Sempre più diffusa è anche la tendenza a consegnare in pagamento al posto del denaro altri documenti ricompresi in senso ampio nel genere dei titoli di credito o dei valori mobiliari (assegni bancari, vagli cambiari e postali e simili). Giudici e giuristi non sono in sintonia: i primi affermano che il mezzo di pagamento accettato in luogo del denaro contante integra pur sempre gli estremi di una prestazione in luogo dell’adempimento; i secondi propendono ormai per affermare che si tratti di un vero e proprio adempimento, poiché quel che a tal fine è sufficiente è che la prestazione sia eseguita per tramite di uno strumento che assicuri al creditore l’effettiva disponibilità dell’importo dovuto.

La forza della prassi e la sostanziale corrispondenza economica con il pagamento in denaro influiscono direttamente sulla valutazione del comportamento delle parti nella fase di adempimento e soprattutto sull’applicazione della regola della correttezza: chi paga con un assegno il debito in denaro, già espressamente pattuito in contanti, non può imporre tale scelta, in assenza di una norma anche consuetudinaria o pattizia, al creditore; ma il rifiuto di quest’ultimo, in relazione alle circostanze può essere contrario a buona fede oggettiva, purchè non si dimentichi che il ricorso al mezzo di pagamento diverso dal denaro contante: è pur sempre un rischio che si assume il debitore; e comunque non deve rendere più onerosa la posizione del creditore, così da alterare unilateralmente le modalità esecutive del credito.

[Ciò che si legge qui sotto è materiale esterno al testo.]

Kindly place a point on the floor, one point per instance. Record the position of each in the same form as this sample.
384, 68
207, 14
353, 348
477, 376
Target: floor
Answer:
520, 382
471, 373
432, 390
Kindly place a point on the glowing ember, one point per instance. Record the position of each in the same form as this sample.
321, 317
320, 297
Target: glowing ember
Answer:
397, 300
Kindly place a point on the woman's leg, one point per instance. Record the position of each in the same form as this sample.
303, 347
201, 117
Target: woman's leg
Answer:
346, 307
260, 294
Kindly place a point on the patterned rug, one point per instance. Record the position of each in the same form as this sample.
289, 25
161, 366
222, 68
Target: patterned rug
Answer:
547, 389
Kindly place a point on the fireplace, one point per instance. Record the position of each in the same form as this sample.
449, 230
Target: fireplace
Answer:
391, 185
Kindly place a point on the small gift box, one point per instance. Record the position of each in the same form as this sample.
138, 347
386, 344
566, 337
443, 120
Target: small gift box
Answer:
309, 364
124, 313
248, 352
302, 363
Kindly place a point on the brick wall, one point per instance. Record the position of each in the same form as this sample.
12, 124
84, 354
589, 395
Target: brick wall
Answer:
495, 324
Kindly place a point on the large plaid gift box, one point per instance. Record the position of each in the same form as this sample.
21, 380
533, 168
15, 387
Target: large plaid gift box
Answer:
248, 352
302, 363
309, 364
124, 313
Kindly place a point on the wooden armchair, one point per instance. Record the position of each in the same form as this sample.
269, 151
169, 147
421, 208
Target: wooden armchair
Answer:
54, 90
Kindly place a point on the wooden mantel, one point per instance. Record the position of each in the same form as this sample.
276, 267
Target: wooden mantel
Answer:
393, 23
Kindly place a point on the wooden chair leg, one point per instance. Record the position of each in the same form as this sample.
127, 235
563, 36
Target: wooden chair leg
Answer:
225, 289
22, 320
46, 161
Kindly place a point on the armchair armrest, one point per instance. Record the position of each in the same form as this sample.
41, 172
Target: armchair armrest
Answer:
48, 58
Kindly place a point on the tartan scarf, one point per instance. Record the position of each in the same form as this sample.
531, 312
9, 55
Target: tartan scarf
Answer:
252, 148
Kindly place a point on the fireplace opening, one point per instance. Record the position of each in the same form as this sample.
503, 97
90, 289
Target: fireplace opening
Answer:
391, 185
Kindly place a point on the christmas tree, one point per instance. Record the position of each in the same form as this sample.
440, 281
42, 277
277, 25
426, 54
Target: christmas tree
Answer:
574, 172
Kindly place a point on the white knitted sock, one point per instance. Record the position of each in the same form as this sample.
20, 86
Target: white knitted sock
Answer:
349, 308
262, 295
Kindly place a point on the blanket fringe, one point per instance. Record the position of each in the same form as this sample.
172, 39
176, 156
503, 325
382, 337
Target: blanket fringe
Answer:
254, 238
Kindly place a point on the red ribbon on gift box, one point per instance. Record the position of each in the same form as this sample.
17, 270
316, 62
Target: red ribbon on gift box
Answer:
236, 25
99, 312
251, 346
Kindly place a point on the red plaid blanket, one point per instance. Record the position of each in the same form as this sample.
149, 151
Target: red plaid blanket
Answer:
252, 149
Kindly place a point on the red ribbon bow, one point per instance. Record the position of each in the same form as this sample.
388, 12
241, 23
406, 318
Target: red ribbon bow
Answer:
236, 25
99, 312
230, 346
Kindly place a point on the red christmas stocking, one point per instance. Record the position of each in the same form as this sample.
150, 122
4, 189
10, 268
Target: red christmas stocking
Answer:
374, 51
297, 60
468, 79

L’autonomia dei debiti di denaro è innegabile. La definizione dell’obbligazione in generale deve tenere conto della preminenza della figura speciale, tanto più che una gran parte della disciplina dell’attuazione del rapporto obbligatorio ha per oggetto il pagamento, il quale a sua volta ha per modello la regolare esecuzione dei debiti di denaro.